Credibilidade da UE será abalada se acordo com Mercosul não sair, analisa especialista
Ao chegar a uma cúpula decisiva da União Europeia, durante a qual os países do bloco esperam alcançar um consenso sobre a assinatura do acordo comercial com o Mercosul, o presidente francês, Emmanuel Macron, reiterou a oposição de Paris ao tratado. "Devemos ser respeitados", salientou, ao ser questionado sobre a possibilidade de a Comissão Europeia insistir em ratificar o pacto, apesar da rejeição francesa.
Milhares de agricultores da França, da Bélgica e de outros países protestam contra o acordo em Bruxelas, à margem da cúpula. Houve confrontos entre manifestantes e a polícia.
"Acreditamos que os termos são insuficientes e que este acordo não pode ser assinado", declarou Macron.
A Comissão Europeia e a maioria dos países europeus, liderados pela Alemanha, esperavam concluir as negociações e assinar a nova versão do texto neste sábado (20), na cúpula do Mercosul, em Foz do Iguaçu.
"Se hoje houver um desejo de impor o acordo, quando não temos clareza [sobre as condições estabelecidas por Paris], digo-lhes muito claramente: a França se oporá", frisou o líder francês.
O primeiro-ministro espanhol, Pedro Sánchez, por sua vez, lamentou que "seria muito frustrante se a Europa não conseguisse chegar a um acordo com o Mercosul".
Entrevistado pela RFI, o professor-associado de Relações Internacionais Patrick Martin-Genier avaliou que o impasse abala a credibilidade da União Europeia enquanto parceira dos latino-americanos - mas não apenas diante dos países do Mercosul.
"A UE será percebida como pouco confiável.

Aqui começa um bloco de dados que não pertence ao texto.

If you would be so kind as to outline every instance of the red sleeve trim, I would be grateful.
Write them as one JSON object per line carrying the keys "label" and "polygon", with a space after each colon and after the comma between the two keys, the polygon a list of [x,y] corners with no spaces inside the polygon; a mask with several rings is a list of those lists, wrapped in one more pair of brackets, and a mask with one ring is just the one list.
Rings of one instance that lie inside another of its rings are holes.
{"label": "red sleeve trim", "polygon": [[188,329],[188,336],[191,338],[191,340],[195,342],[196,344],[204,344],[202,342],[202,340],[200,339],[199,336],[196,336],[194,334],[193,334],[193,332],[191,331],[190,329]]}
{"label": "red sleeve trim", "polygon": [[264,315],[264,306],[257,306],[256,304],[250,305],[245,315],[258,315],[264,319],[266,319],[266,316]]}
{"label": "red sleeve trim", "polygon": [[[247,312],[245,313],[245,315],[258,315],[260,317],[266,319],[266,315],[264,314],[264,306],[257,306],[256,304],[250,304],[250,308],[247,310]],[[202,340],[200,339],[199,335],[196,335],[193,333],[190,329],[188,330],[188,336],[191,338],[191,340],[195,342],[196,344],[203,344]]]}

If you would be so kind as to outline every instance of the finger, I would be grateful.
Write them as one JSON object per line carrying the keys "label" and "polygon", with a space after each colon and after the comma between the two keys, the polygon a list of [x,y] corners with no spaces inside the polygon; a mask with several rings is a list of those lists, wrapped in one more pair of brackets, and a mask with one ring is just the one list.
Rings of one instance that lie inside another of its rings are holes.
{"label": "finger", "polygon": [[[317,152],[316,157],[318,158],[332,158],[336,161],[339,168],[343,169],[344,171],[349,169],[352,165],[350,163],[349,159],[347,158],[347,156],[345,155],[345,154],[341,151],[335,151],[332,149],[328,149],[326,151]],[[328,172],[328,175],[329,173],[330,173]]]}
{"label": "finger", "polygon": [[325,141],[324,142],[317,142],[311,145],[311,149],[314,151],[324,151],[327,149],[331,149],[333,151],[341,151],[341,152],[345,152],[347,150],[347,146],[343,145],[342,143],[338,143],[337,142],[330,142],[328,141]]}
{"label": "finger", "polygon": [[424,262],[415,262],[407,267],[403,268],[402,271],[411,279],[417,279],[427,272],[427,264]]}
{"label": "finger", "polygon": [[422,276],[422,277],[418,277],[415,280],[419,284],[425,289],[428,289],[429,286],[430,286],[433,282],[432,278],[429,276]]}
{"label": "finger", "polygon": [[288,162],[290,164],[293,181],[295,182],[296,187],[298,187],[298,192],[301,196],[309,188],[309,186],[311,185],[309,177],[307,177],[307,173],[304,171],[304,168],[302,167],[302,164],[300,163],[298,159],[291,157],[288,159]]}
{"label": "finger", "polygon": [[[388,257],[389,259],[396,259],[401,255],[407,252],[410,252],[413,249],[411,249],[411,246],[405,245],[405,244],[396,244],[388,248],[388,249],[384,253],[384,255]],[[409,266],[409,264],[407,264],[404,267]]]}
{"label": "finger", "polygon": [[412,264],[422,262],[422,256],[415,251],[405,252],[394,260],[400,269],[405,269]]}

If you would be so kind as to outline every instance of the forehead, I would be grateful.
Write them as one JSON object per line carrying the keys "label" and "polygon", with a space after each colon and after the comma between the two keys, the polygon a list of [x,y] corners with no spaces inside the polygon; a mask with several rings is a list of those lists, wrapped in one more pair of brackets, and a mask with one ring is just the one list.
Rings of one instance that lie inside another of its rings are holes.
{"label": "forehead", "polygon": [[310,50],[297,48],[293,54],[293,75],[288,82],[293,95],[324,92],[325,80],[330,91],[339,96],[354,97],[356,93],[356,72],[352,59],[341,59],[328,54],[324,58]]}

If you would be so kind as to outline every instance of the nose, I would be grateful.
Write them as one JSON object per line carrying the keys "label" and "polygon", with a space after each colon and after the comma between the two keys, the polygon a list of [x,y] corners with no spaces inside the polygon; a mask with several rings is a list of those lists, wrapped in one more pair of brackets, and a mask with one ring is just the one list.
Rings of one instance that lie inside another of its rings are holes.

Depois de ter dado um mandato à sua presidente, que negociou cláusulas de salvaguarda aceitas pelo Parlamento Europeu, hoje nos dizem que estas cláusulas não são suficientes, que não fazem sentido. Então, sim, isso pode afetar consideravelmente a credibilidade da União Europeia no cenário internacional, sugerindo que não se pode confiar na Europa para assinar contratos", ressaltou o autor de L'Europe a-t-elle un avenir ? ("A Europa tem futuro?", em tradução livre) e especialista em política europeia.
Cláusulas incluídas no texto não bastam
Para ele, o acordo seria positivo para os dois lados, ao reduzir significativamente as tarifas de importação do comércio. "A Europa não consegue falar a uma só voz, mesmo depois de ter dado um mandato muito claro à presidente da Comissão Europeia e aos sucessivos presidentes do executivo europeu durante anos", reiterou.
A França exigiu a inclusão de novas cláusulas de salvaguarda no acordo, como um mecanismo de "freio de emergência" das importações de produtos agrícolas na UE, em caso de "desestabilização" dos mercados devido à entrada da concorrência. A fiscalização sanitária nas fronteiras também será reforçada a partir de 1º de janeiro de 2026.
Mesmo assim, Paris exige ainda "cláusulas-espelho" para garantir a "reciprocidade" em termos de normas sanitárias e ambientais de produção. Bruxelas também trabalhou para promover melhorias neste aspecto, e novas reuniões estão marcadas para janeiro. "Ainda não estamos prontos", enfatizou Emmanuel Macron.
Minoria qualificada para barrar o tratado
Para bloquear a assinatura do tratado, é preciso que seja formada uma minoria qualificada de países europeus, representando pelo menos 35% da população da União Europeia. Na quarta-feira, a Itália indicou que considerava "prematuro" fechar o acordo já nesta semana, sinalizando que poderia se alinhar à França, Polônia e Hungria, os principais opositores ao texto. Não está claro se Ursula von der Leyen insistiria em passar por cima da França se esta minoria qualificada não fosse atingida.
Patrick Martin-Genier observa que, assim como o acordo com o Mercosul, os europeus também exibem suas divisões quando o assunto é a ajuda à Ucrânia, outro tema importante da cúpula de dois dias em Bruxelas. "Todos concordam em ajudar a Ucrânia, mas não da mesma maneira", disse o professor. "Acredito que a Europa, infelizmente, está muito enfraquecida. Ela foi marginalizada; está completamente fora do jogo nessas negociações de paz na Ucrânia", indicou o especialista.